SYDNEY—Commonwealth Bank of Australia and Australia and New Zealand Banking Group have halted sales of complex pension products without proper advice to banking customers at their branches after regulatory action, the regulator said.
The Australian Securities and Investments Commission (ASIC) said on July 6 staff from the country’s No. 1 and No. 3 banks were selling the products during so-called “financial health checks” without proper licensing and training.
The country’s A$2.6 trillion ($1.92 trillion) savings pool is the world’s fourth biggest, and companies servicing it face scrutiny in an ongoing powerful misconduct inquiry that has already rocked the financial services sector.

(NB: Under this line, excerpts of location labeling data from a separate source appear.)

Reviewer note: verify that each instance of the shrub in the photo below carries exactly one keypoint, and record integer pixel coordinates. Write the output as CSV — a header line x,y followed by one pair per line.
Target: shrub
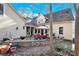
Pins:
x,y
5,39
22,37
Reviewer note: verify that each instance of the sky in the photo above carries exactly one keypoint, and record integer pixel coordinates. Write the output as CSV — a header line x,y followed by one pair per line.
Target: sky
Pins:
x,y
41,7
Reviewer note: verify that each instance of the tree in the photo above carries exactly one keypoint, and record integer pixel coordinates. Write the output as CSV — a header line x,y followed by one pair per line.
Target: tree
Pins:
x,y
76,31
51,31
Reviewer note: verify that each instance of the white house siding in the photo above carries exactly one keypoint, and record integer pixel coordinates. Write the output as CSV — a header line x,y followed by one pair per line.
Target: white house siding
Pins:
x,y
11,30
67,29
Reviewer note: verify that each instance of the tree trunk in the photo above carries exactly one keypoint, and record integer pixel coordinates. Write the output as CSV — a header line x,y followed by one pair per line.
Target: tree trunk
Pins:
x,y
76,31
51,30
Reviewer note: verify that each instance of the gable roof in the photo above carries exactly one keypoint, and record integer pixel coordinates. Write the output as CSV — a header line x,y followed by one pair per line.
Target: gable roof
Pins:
x,y
63,15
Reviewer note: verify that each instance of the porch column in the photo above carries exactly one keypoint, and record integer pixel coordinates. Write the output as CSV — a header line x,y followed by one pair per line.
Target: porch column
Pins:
x,y
33,30
37,31
30,30
40,31
26,30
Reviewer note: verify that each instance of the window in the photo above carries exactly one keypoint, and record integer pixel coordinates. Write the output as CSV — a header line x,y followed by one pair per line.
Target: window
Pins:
x,y
1,9
60,30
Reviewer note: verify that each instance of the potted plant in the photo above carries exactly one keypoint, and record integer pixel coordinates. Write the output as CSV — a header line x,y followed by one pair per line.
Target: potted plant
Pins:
x,y
4,39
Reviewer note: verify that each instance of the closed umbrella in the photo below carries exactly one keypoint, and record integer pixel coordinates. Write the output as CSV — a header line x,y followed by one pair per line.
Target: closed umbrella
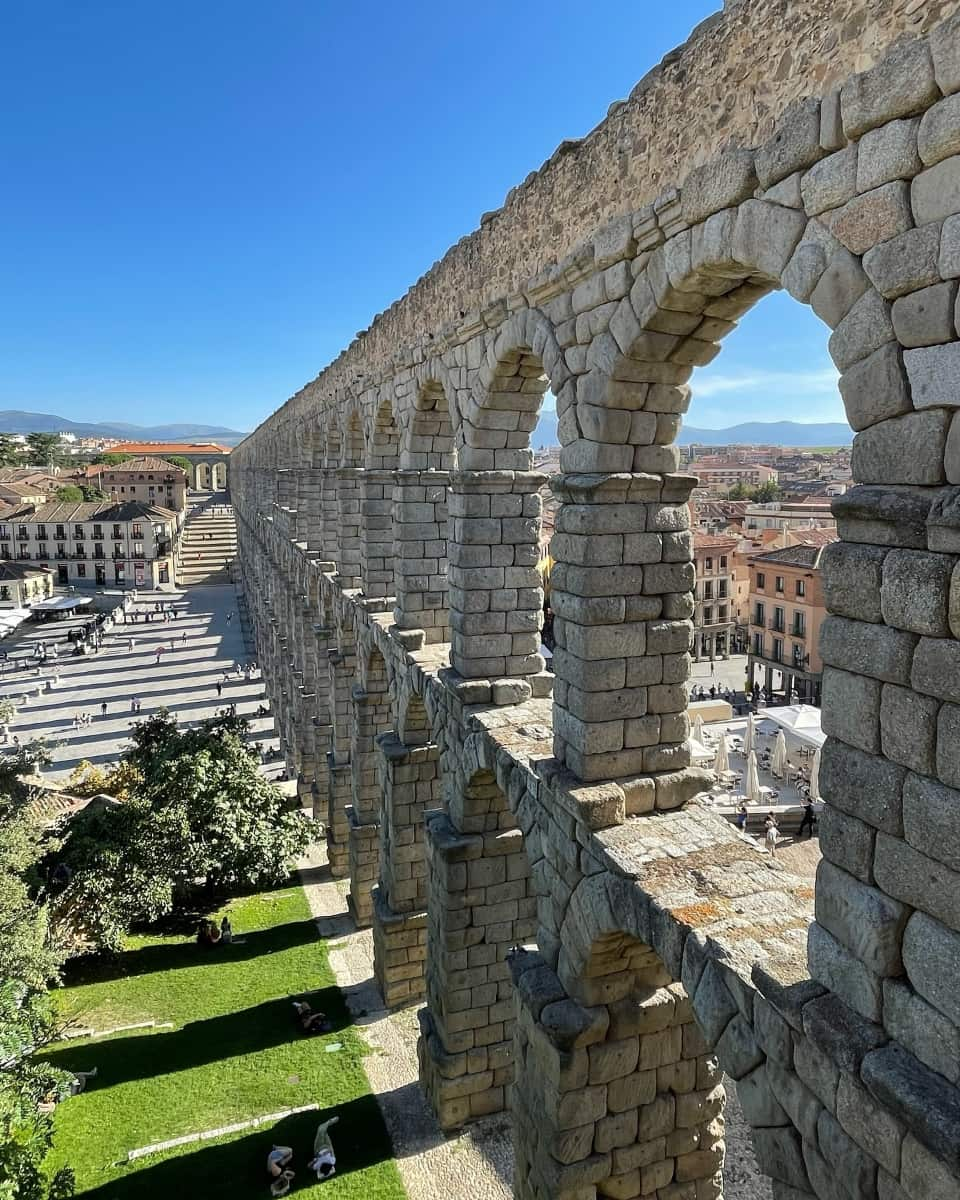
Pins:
x,y
721,763
753,779
815,778
779,763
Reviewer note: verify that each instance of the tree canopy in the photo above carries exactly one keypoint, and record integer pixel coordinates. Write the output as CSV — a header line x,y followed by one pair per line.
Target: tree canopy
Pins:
x,y
201,819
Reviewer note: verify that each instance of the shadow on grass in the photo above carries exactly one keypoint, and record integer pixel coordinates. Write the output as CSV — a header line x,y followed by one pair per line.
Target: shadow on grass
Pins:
x,y
199,1043
179,955
238,1169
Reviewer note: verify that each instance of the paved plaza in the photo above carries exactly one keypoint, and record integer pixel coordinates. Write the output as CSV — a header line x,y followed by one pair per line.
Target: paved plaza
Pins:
x,y
199,648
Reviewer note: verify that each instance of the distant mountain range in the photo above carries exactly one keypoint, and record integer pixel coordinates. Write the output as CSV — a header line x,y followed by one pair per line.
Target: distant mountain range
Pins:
x,y
15,421
778,433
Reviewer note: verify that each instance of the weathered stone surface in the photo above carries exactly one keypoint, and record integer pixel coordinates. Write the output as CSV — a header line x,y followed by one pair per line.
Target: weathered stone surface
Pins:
x,y
940,131
871,217
847,843
851,708
916,589
875,388
922,1029
907,727
865,328
935,192
865,648
931,957
936,669
839,970
927,1175
888,153
795,145
927,1103
899,85
862,918
917,880
905,263
925,317
832,183
904,450
851,577
933,376
862,785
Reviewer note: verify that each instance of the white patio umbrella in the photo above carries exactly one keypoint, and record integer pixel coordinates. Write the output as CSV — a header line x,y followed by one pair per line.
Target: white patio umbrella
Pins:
x,y
753,779
815,778
721,762
779,762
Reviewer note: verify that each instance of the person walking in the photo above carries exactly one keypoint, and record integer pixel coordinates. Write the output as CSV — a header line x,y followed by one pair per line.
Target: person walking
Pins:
x,y
807,821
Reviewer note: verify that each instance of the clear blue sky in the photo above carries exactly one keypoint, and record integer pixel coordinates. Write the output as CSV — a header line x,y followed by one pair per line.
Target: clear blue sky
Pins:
x,y
203,202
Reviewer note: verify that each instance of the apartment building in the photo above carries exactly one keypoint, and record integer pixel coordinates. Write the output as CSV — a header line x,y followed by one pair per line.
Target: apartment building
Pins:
x,y
786,611
714,618
147,478
720,478
97,544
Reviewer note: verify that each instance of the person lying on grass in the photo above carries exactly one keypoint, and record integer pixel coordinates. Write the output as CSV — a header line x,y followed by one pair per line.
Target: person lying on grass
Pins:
x,y
277,1169
311,1021
324,1161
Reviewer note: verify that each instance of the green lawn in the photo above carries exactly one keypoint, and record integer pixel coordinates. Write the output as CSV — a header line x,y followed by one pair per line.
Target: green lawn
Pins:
x,y
233,1053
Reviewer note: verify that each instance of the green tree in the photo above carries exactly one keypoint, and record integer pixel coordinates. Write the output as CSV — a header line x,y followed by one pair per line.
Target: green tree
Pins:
x,y
199,815
45,448
10,454
29,963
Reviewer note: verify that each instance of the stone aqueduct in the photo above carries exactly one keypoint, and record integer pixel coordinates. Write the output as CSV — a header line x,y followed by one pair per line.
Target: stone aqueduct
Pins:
x,y
593,945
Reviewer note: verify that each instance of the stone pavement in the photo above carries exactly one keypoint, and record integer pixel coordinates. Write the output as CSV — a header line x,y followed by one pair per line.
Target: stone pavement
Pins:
x,y
184,679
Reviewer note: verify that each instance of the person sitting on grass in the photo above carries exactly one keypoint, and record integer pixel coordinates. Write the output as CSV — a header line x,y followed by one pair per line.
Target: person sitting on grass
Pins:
x,y
324,1161
311,1021
277,1169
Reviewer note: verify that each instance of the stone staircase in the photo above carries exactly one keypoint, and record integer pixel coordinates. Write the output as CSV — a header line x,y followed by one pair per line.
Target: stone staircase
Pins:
x,y
209,541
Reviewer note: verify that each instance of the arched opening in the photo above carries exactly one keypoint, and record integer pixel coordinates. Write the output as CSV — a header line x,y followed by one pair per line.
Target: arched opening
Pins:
x,y
377,490
420,525
349,499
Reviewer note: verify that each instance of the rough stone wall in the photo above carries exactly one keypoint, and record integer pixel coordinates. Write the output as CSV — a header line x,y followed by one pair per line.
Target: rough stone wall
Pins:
x,y
573,822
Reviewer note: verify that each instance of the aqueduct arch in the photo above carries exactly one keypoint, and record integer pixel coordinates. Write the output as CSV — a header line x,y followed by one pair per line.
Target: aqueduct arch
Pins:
x,y
659,935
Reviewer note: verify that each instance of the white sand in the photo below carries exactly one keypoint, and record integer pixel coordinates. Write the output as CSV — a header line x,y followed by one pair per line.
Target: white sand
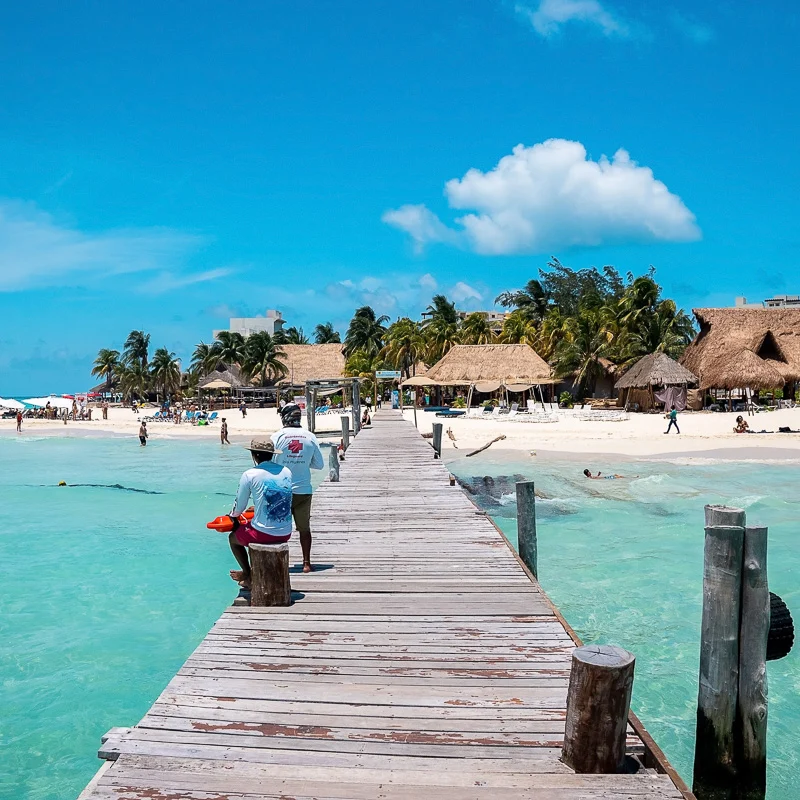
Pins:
x,y
703,434
642,435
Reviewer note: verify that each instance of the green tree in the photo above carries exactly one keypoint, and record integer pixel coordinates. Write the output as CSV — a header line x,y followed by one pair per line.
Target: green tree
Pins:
x,y
106,365
405,346
365,332
325,333
475,329
263,358
165,370
587,339
136,348
231,347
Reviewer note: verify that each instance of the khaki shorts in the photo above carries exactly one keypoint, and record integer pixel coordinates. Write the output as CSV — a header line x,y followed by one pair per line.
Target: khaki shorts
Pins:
x,y
301,511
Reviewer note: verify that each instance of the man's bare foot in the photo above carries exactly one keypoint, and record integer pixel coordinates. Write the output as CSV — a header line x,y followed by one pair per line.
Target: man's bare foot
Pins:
x,y
242,579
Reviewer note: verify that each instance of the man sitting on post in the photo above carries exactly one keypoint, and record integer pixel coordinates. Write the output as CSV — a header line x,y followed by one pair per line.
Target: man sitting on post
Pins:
x,y
300,452
270,486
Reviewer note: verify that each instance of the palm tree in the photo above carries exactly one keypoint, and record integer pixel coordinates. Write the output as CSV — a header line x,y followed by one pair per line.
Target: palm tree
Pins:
x,y
231,347
588,338
475,329
518,329
205,358
405,345
263,357
106,365
293,335
134,379
136,347
365,332
166,371
533,301
324,333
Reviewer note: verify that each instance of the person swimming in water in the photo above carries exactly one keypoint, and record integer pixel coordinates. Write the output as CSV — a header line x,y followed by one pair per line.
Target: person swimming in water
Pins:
x,y
601,477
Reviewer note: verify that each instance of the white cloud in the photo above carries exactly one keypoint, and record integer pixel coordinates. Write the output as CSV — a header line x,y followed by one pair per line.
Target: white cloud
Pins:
x,y
550,16
36,250
552,196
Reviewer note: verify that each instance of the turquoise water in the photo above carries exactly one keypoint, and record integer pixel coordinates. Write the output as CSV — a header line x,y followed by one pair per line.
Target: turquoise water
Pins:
x,y
104,592
623,561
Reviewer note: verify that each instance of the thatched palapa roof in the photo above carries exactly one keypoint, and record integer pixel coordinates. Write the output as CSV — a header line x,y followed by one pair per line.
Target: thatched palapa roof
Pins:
x,y
745,347
308,362
508,363
656,369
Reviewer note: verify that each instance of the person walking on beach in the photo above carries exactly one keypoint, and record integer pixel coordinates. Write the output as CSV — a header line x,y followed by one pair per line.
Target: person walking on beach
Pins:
x,y
300,453
270,486
673,420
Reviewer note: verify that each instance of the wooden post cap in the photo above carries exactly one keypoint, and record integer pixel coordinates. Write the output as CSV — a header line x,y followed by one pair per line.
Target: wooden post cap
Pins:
x,y
598,703
270,584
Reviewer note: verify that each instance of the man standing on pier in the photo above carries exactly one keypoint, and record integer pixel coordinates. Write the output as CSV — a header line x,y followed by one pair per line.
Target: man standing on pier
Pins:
x,y
300,453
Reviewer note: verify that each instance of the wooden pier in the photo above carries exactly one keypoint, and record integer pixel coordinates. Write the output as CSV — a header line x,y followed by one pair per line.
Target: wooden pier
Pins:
x,y
421,660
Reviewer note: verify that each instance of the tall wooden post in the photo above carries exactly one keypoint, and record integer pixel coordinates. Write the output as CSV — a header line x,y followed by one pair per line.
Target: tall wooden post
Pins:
x,y
714,757
333,465
437,439
527,544
598,702
751,716
270,581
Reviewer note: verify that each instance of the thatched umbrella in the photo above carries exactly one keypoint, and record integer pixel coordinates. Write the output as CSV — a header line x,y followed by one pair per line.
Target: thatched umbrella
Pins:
x,y
656,369
747,371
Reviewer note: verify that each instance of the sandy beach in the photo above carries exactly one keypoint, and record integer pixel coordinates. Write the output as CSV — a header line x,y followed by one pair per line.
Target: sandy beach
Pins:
x,y
703,435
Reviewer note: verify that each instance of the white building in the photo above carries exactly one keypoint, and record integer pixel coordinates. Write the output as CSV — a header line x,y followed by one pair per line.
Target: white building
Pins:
x,y
272,322
778,301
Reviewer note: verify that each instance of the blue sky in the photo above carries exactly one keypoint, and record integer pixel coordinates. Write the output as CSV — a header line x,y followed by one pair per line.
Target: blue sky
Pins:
x,y
165,165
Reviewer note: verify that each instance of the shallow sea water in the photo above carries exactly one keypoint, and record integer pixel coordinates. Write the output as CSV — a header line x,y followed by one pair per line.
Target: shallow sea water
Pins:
x,y
104,592
623,560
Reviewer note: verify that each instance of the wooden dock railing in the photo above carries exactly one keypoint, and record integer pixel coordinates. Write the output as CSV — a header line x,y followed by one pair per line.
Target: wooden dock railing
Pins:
x,y
420,660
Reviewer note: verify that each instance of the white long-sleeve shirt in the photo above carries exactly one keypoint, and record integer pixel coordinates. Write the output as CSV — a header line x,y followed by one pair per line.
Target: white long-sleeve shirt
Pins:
x,y
300,453
270,486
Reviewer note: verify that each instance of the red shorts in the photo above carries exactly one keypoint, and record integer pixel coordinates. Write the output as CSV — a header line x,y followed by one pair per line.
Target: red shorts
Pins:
x,y
247,534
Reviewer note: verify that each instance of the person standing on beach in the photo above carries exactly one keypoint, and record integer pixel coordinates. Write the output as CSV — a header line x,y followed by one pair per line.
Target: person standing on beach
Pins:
x,y
270,486
300,453
673,420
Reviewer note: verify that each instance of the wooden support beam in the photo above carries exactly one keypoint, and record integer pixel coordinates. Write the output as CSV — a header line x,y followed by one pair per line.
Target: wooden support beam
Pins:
x,y
527,544
714,757
598,702
269,565
333,464
751,716
437,439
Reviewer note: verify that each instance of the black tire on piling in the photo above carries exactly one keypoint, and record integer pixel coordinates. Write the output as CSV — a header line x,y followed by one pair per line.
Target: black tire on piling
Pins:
x,y
781,629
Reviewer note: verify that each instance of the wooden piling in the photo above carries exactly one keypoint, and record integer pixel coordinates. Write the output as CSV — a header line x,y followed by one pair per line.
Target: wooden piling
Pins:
x,y
437,439
598,702
527,544
714,757
270,583
751,716
333,464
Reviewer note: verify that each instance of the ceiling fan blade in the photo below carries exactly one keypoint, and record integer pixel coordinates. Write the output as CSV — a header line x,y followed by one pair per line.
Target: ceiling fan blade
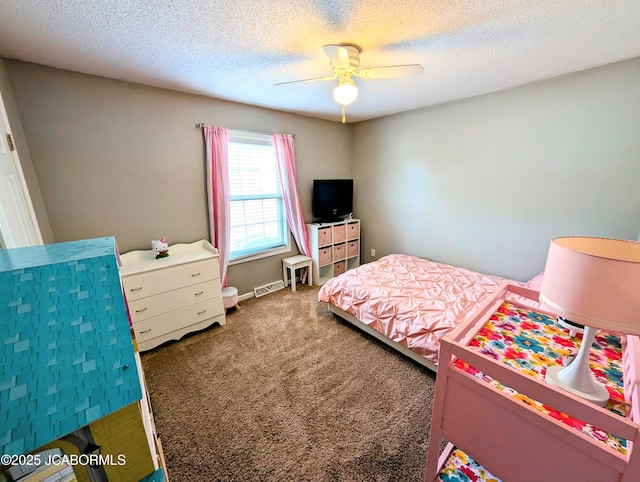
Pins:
x,y
391,72
316,79
338,55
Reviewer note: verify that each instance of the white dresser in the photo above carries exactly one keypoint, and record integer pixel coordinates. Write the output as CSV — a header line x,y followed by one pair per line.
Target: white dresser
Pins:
x,y
170,297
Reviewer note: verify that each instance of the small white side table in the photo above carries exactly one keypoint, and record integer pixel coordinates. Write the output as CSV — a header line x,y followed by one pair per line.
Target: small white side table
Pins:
x,y
293,263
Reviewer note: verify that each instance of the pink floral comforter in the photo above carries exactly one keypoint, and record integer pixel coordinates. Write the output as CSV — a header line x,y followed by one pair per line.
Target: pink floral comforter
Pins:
x,y
410,300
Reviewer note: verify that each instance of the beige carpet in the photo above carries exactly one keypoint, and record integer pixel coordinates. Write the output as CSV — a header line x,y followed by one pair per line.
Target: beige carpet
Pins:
x,y
285,391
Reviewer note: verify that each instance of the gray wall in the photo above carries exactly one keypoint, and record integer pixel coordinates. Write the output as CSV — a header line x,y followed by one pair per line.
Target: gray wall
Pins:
x,y
487,182
24,155
122,159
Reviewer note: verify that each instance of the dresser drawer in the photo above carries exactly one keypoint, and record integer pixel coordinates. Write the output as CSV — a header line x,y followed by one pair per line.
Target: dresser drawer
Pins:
x,y
352,249
324,256
324,236
158,281
169,301
339,233
164,324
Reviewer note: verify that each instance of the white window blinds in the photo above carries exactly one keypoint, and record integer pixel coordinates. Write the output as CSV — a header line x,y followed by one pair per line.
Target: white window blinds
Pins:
x,y
257,214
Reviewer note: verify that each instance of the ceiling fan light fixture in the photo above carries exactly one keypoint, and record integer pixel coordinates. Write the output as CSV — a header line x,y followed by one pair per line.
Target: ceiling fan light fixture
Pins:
x,y
346,92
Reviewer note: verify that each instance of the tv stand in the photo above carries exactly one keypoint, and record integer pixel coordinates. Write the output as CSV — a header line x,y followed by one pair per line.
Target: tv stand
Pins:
x,y
335,247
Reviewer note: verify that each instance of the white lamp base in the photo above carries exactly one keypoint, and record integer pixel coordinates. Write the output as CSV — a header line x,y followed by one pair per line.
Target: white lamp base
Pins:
x,y
576,378
599,397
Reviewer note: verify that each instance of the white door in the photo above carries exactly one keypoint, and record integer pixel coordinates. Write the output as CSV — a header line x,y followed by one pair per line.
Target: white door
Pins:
x,y
18,223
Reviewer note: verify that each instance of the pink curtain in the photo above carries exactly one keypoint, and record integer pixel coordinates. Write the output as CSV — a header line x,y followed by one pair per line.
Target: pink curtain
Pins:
x,y
285,154
217,160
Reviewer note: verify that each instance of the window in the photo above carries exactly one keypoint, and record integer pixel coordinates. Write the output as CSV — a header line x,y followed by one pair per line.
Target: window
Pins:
x,y
257,213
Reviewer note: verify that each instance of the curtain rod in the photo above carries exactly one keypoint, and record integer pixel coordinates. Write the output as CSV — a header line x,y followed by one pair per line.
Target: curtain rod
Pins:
x,y
202,124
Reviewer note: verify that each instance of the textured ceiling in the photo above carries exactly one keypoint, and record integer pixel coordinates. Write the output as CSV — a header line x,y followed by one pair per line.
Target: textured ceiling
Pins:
x,y
239,49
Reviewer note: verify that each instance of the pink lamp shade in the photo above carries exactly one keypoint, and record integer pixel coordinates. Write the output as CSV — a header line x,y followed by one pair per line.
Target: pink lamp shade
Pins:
x,y
594,282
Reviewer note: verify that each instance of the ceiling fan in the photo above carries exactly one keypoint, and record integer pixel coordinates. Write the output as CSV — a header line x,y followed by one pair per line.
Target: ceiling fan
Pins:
x,y
345,59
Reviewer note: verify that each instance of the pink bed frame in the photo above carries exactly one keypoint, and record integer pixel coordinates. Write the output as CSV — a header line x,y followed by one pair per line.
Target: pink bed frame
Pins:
x,y
515,441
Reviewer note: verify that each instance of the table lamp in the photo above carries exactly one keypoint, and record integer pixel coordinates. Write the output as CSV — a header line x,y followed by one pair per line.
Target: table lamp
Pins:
x,y
594,282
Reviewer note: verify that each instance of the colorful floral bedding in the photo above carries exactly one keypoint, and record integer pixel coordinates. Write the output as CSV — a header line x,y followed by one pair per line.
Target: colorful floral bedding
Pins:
x,y
410,300
530,341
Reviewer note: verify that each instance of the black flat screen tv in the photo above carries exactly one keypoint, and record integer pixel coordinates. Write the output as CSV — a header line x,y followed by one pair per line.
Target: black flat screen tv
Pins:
x,y
331,199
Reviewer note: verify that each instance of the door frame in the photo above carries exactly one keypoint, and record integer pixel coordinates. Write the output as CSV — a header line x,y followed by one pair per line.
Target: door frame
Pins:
x,y
23,229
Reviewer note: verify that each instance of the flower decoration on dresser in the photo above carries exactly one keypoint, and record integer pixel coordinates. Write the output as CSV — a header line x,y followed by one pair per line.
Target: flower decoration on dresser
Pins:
x,y
161,247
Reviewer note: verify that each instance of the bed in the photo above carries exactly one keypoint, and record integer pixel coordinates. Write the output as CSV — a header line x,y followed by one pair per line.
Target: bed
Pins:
x,y
502,421
408,302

On July 6, the regulator said after monitoring the sales process, it was concerned that customers buying the products may have thought “that the CBA branch staff or the ANZ branch staff were considering risks specific to the customer when this was not the case”.
It added that branch staff were trained and authorized to provide only general information, not personal advice.
The two lenders agreed to the regulator’s enforcement action and would pay a total A$2.5 million in community payments, the regulator said. CBA stopped selling the products at its branches in October, the regulator added.
From August 18, ANZ will stop discussing the retirement products during conversations with customers about their general needs, the Melbourne-based bank said in a statement.
“We acknowledge ASIC’s concerns that customers may have regarded this as personal advice, and have agreed to change our distribution process,” ANZ Group Executive Wealth, Alexis George, said.
CBA was not immediately available for comment.
ASIC, which has been criticized for not using its full punitive powers to tackle widespread misconduct in the financial services sector, said that it would continue to monitor how complex financial investment and retirement products are sold.